Detachment a must to attain the goal of love

To attain this unattachment is almost a life-work, but as soon as we have reached this point, we have attained the goal of love and become free; the bondage of nature falls from us, and we see nature as she is; she forges no more chains for us; we stand entirely free and take not the results of work into consideration; who then cares for what the results may be?

Do you ask anything from your children in return for what you have given them? It is your duty to work for them, and there the matter ends. In whatever you do for a particular person, a city, or a state, assume the same attitude towards it as you have towards your children — expect nothing in return. If you can invariably take the position of a giver, in which everything given by you is a free offering to the world, without any thought of return, then will your work bring you no attachment. Attachment comes only where we expect a return. (I, 59)

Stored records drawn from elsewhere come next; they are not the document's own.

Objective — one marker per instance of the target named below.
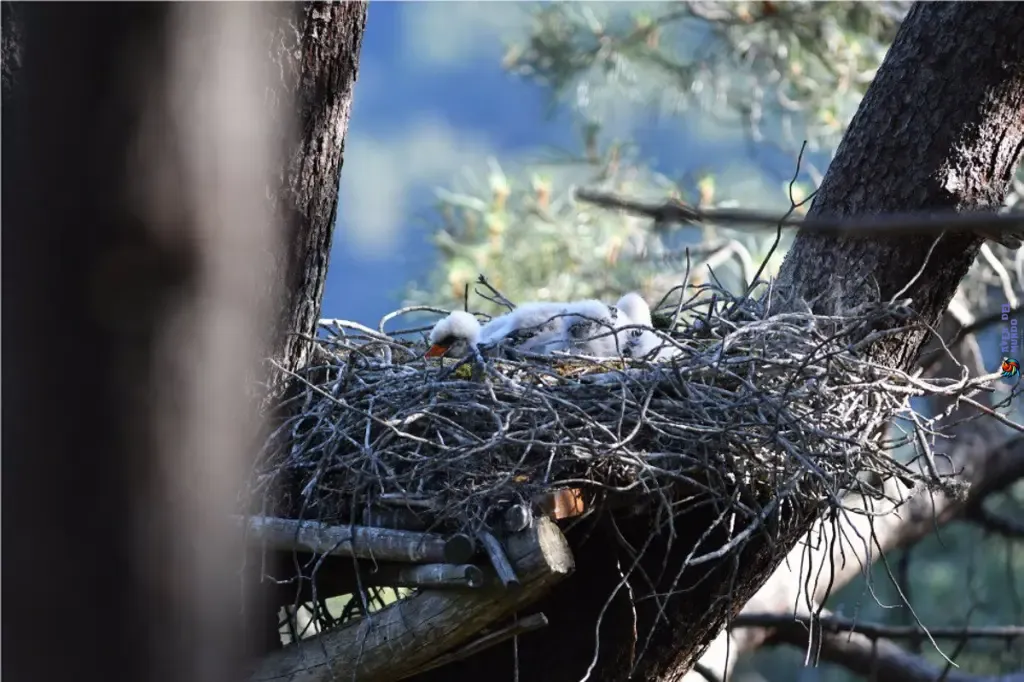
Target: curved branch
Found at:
(875, 658)
(407, 636)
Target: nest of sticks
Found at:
(757, 409)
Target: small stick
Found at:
(427, 576)
(498, 559)
(460, 548)
(518, 517)
(564, 503)
(521, 627)
(406, 501)
(399, 518)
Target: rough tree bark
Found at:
(120, 275)
(940, 128)
(125, 255)
(320, 50)
(315, 48)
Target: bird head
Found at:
(454, 336)
(635, 308)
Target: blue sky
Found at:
(431, 101)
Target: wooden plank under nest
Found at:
(408, 635)
(359, 542)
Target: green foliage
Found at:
(780, 74)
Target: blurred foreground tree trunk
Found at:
(145, 275)
(941, 128)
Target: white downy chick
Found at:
(535, 328)
(454, 336)
(637, 342)
(591, 329)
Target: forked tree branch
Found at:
(407, 636)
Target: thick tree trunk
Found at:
(133, 216)
(130, 239)
(326, 62)
(941, 127)
(315, 48)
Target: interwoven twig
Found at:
(775, 406)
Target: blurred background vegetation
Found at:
(779, 74)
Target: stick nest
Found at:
(757, 409)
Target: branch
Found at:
(875, 658)
(836, 552)
(836, 625)
(407, 636)
(876, 225)
(358, 542)
(520, 627)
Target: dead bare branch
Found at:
(406, 636)
(890, 224)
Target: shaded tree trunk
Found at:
(940, 128)
(133, 314)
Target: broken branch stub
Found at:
(403, 638)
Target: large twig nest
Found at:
(757, 409)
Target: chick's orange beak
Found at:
(435, 351)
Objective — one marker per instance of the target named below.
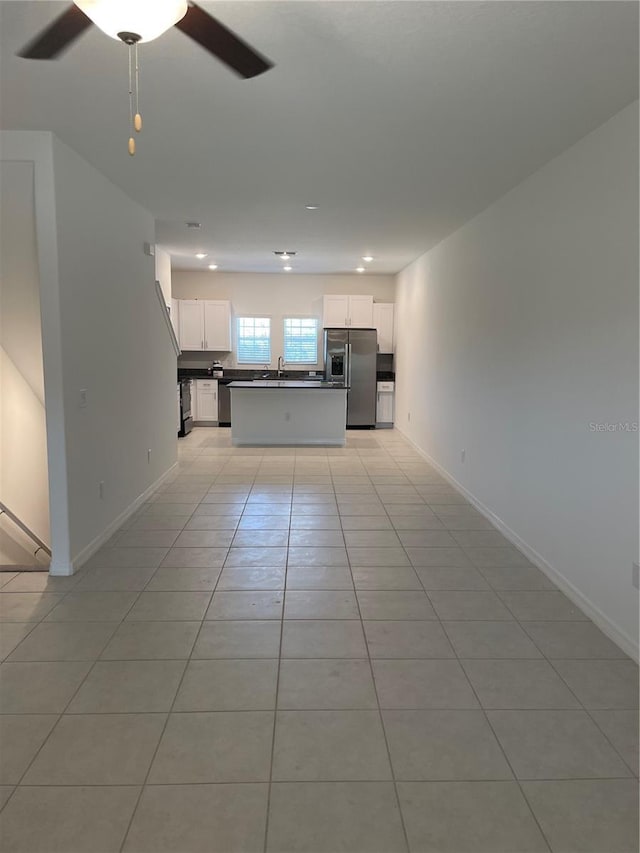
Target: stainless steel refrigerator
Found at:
(350, 357)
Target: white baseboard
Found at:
(629, 645)
(89, 550)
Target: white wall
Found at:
(524, 328)
(24, 485)
(103, 331)
(275, 296)
(114, 344)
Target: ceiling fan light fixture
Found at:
(145, 18)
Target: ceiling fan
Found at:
(143, 20)
(135, 21)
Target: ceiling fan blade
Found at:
(222, 43)
(58, 36)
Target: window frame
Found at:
(240, 337)
(300, 318)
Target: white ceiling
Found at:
(401, 120)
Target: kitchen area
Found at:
(320, 363)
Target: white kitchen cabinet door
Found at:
(347, 312)
(191, 324)
(207, 396)
(383, 322)
(384, 405)
(335, 312)
(360, 312)
(217, 325)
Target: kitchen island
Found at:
(276, 412)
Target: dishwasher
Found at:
(224, 404)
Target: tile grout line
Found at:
(275, 709)
(166, 722)
(380, 715)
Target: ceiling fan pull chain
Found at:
(137, 119)
(132, 142)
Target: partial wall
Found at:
(24, 482)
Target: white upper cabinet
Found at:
(383, 322)
(205, 324)
(217, 325)
(191, 324)
(347, 312)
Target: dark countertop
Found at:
(288, 385)
(249, 375)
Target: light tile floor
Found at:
(310, 650)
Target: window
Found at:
(254, 340)
(301, 340)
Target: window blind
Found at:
(300, 340)
(254, 340)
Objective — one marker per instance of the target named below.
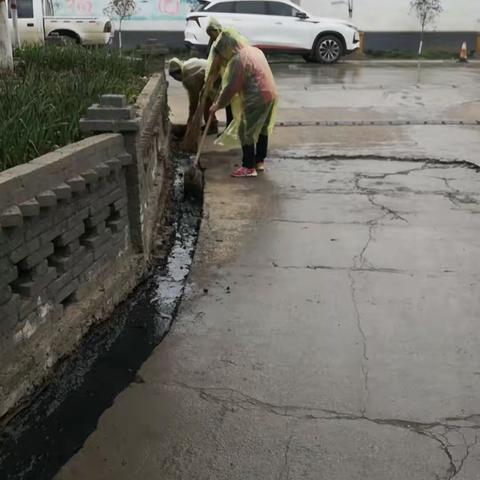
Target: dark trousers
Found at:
(253, 154)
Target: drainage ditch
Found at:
(41, 439)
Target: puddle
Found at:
(40, 440)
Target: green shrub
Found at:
(42, 102)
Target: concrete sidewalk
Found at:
(330, 328)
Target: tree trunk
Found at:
(120, 45)
(6, 54)
(16, 32)
(420, 48)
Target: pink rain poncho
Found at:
(249, 79)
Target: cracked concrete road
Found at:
(330, 329)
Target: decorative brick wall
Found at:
(145, 128)
(76, 234)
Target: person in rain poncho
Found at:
(192, 75)
(248, 74)
(214, 30)
(216, 69)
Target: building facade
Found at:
(388, 24)
(391, 25)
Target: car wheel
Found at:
(328, 49)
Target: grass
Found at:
(406, 55)
(42, 102)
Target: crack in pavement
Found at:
(395, 215)
(365, 359)
(285, 472)
(232, 398)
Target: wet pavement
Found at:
(329, 328)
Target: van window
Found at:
(253, 8)
(25, 8)
(225, 7)
(281, 9)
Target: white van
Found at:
(37, 22)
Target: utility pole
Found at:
(6, 54)
(16, 32)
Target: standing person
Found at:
(192, 75)
(248, 74)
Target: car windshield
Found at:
(200, 7)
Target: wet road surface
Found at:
(330, 325)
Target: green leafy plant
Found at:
(42, 102)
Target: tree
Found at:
(120, 9)
(6, 54)
(426, 11)
(16, 32)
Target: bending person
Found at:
(248, 74)
(192, 75)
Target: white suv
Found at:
(275, 25)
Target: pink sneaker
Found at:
(242, 172)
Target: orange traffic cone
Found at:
(463, 53)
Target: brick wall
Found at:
(76, 234)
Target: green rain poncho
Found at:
(249, 78)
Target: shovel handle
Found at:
(202, 141)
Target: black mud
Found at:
(40, 440)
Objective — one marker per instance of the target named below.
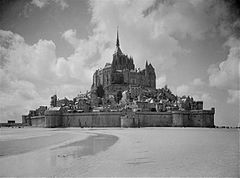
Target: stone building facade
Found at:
(121, 74)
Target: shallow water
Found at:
(192, 152)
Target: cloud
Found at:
(43, 3)
(234, 96)
(30, 74)
(71, 37)
(226, 74)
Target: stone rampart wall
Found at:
(98, 119)
(196, 118)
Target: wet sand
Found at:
(192, 152)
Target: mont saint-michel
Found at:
(119, 88)
(123, 95)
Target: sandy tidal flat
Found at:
(119, 152)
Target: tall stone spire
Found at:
(118, 50)
(117, 43)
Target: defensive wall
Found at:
(194, 118)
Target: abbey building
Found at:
(122, 74)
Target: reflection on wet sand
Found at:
(90, 146)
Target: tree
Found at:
(100, 91)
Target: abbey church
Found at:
(121, 74)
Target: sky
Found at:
(52, 47)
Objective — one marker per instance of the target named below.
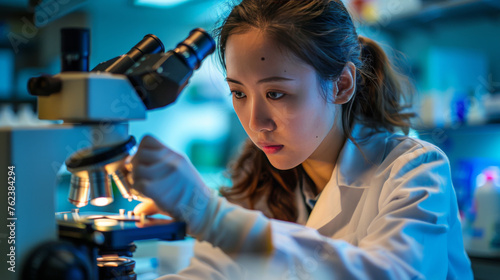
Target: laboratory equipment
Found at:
(94, 144)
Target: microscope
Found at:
(94, 145)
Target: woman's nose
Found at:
(260, 118)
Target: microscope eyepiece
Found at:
(44, 85)
(75, 49)
(196, 47)
(150, 44)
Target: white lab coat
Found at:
(394, 216)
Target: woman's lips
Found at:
(272, 149)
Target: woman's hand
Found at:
(171, 182)
(148, 207)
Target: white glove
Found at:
(175, 186)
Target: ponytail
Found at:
(381, 89)
(320, 33)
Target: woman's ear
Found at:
(345, 87)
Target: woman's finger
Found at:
(148, 207)
(148, 156)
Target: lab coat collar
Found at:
(352, 171)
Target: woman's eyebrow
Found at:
(265, 80)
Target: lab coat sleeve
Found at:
(408, 238)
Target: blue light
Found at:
(159, 3)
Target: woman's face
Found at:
(278, 100)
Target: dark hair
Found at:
(322, 34)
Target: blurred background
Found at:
(448, 48)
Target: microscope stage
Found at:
(111, 230)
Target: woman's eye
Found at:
(275, 95)
(238, 94)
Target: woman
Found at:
(325, 187)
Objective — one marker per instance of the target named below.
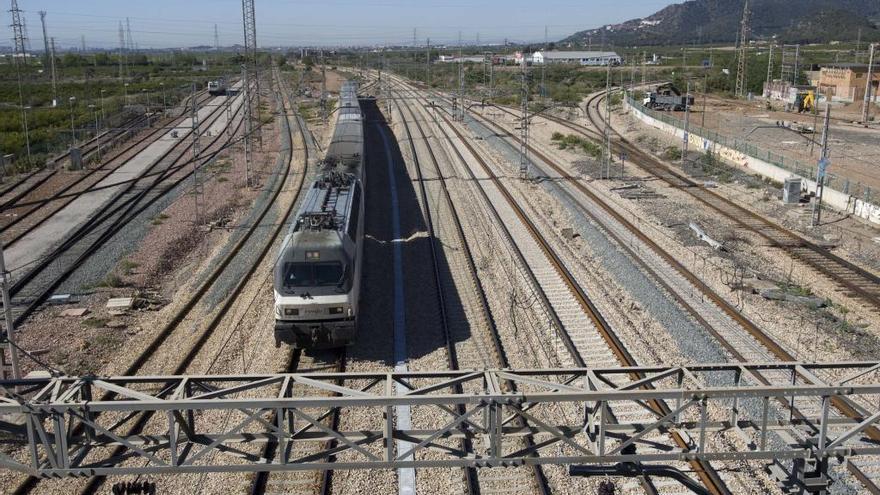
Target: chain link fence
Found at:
(797, 167)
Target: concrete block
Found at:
(120, 303)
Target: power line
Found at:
(745, 32)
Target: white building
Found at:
(581, 58)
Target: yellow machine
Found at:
(805, 101)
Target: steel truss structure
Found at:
(57, 427)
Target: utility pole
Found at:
(742, 65)
(869, 86)
(687, 126)
(121, 52)
(197, 151)
(10, 321)
(248, 124)
(249, 22)
(858, 46)
(52, 67)
(460, 80)
(20, 57)
(544, 67)
(822, 168)
(606, 133)
(323, 89)
(45, 39)
(130, 43)
(524, 163)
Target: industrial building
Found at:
(581, 58)
(846, 82)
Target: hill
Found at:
(718, 21)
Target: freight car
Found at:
(669, 99)
(317, 274)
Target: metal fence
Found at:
(797, 167)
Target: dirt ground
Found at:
(854, 149)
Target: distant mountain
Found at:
(718, 21)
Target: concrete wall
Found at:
(833, 198)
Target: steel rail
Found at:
(704, 470)
(156, 343)
(115, 218)
(845, 406)
(471, 475)
(40, 206)
(557, 324)
(261, 479)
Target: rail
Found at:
(69, 431)
(744, 146)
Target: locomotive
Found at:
(318, 271)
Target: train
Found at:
(668, 98)
(218, 87)
(317, 275)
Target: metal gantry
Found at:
(727, 412)
(252, 100)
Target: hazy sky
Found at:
(167, 23)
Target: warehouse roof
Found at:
(578, 55)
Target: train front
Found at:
(315, 293)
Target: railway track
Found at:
(30, 290)
(45, 207)
(588, 338)
(89, 149)
(487, 349)
(300, 482)
(852, 280)
(740, 337)
(157, 351)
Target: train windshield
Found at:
(297, 275)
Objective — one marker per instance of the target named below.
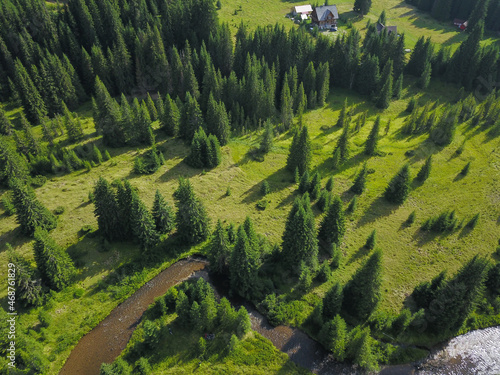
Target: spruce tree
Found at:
(332, 227)
(54, 264)
(399, 187)
(300, 152)
(300, 243)
(220, 252)
(107, 210)
(171, 117)
(362, 292)
(359, 183)
(191, 218)
(425, 171)
(163, 214)
(266, 142)
(332, 302)
(385, 95)
(30, 213)
(286, 107)
(372, 140)
(243, 266)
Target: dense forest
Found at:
(202, 85)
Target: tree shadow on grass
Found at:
(360, 253)
(378, 209)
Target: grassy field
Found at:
(410, 255)
(409, 20)
(177, 353)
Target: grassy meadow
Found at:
(409, 20)
(410, 255)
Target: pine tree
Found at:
(362, 292)
(171, 117)
(30, 213)
(372, 141)
(332, 227)
(332, 302)
(362, 6)
(191, 218)
(384, 98)
(399, 188)
(300, 152)
(107, 210)
(299, 238)
(398, 87)
(220, 252)
(266, 142)
(425, 171)
(371, 241)
(163, 214)
(243, 265)
(359, 183)
(217, 120)
(54, 264)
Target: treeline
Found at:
(467, 10)
(198, 311)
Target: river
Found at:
(478, 352)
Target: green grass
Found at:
(407, 18)
(176, 354)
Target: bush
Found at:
(59, 210)
(262, 204)
(38, 181)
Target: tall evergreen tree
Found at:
(372, 141)
(243, 265)
(30, 213)
(163, 214)
(300, 152)
(362, 292)
(299, 238)
(399, 187)
(191, 218)
(220, 251)
(54, 264)
(332, 227)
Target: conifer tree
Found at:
(362, 292)
(385, 95)
(286, 107)
(107, 210)
(300, 152)
(171, 117)
(191, 218)
(220, 252)
(243, 265)
(332, 302)
(266, 142)
(399, 187)
(373, 137)
(359, 183)
(332, 227)
(217, 120)
(54, 264)
(425, 171)
(163, 214)
(362, 6)
(300, 243)
(30, 213)
(398, 87)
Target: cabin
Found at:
(390, 29)
(302, 10)
(325, 16)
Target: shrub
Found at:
(59, 210)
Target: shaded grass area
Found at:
(176, 353)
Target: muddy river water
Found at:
(478, 352)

What binds us to work is our desire for the fruits of our actions. Anasakti yoga or yoga of detachment trains the mind to rid of this desire for result. Once it is removed, we learn to work for work’s sake and execute our work like a master and not as a slave. “In the world we find two things that affect the conduct of men; might and mercy. The exercise of might is invariably the exercise of selfishness ……. Mercy is heaven itself; to be good, we have all to be merciful,  even justice and right should stand on mercy.” These words of Swamiji must ring  in our ears as we go on working for oneself and others.